Josh was leaning over a girl, and Mouse froze. It reminded him of the time he’d walked into Josh’s room one night and accidentally seen him doing sex. Josh had had to explain it to him once Mouse had stopped crying, and he wondered if that was going to happen again now.
But then Josh looked up. His face was a mess of green slime and dark red blood, chunks of something stuck between his teeth. Mouse tried not to look down, tried not to see the girl at all, but even in his outside-vision he could tell that she was dead. For real dead, not like when Mom and Dad had gotten sick and been sort of dead. Josh had had to make sure they didn’t hurt Mouse, had to make them the other kind of dead.
Josh tilted his head, a jerky movement that didn’t look right. His eyes looked bad, like Macker’s – only worse.
“What are you doing, Josh?”
Mouse hoped Josh would answer, would explain that this was something grown-ups did that Mouse would understand when he got bigger, like the sex. But Josh didn’t answer, just dropped his head and started chewing at the red mess of the dead girl’s stomach.
For a second, Mouse thought he saw a flicker of something in his big brother’s eyes, something like his old self. But then the thing was holding out a bloody fist toward him, mushy red stuff oozing between its fingers.
Mouse took one step backward, and the thing that had been his brother let out a shriek like a wild monkey. Mouse stopped. The thing grunted and jabbed its fist toward him again, but Mouse couldn’t move. He couldn’t breathe.
It seemed like hours had passed before he realized he was moving, taking the warm, red stuff out of Josh’s hand and putting it in his mouth. It was only meat. Just like a hamburger, he thought, but stickier. It tasted disgusting though, like trying to eat with a nosebleed. The dirty, coppery taste made him gag, but he forced himself to swallow, to keep it down.
Mouse would do whatever Josh told him. His big brother always took care of him. Always.
Mouse woke up cold.
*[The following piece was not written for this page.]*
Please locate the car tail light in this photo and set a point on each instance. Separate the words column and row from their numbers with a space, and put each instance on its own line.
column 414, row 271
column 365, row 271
He was still lying on the sticky carpet in the dining room, the lumpy figure of the dead girl just a few feet away. But even in the dark, Mouse could tell Josh had gone.
His mouth felt disgusting, and he felt his way back into the kitchen to grab one of the water bottles from under the sink. I wonder if I’ll get sick like Josh now… He didn’t feel scared by the idea, not like he had been. He didn’t feel sick, either. But he’d rather be sick with Josh than on his own.
Where was Josh, though? In the stillness of the house, Mouse could tell there was nobody else there, beside the dead girl. He scurried through the dining room, avoiding the dark shape lying on the carpet, and past the old grandfather clock in the hallway. The hands showed it was nearly one o’clock, and Mouse knew why he’d woken up. It was time to go.
He opened the door in the clock and pulled out the bag Josh had gotten ready for him. There wasn’t much in it, so it wasn’t too heavy for Mouse to carry. A flashlight, clean water, a few granola bars.
He didn’t pause as he left the house. Didn’t stop to worry about the sick ones he knew were wandering around out on the street, or the dead ones he had to step over to get to the front gate. Josh had left them there, like a trail to lead Mouse to him. Even when he was sick, Josh took care of Mouse. He always would.
All Mouse had to do was find his brother, and they’d find a way to make him better again. Uncle Gerard made all kinds of medicines at his work, and would know how to fix him. And together, they’d go to Jerusalem’s Peak.
If you liked this, make sure to check back in next Sunday for the next link in our grizzly chain, by the delectable Leah Rhyne! Also, one of our amazing writers, Julie Hutchings, has just been published! ‘Running Home’ is now available on Amazon. Believe me – you want it. Click here to check out that awesome.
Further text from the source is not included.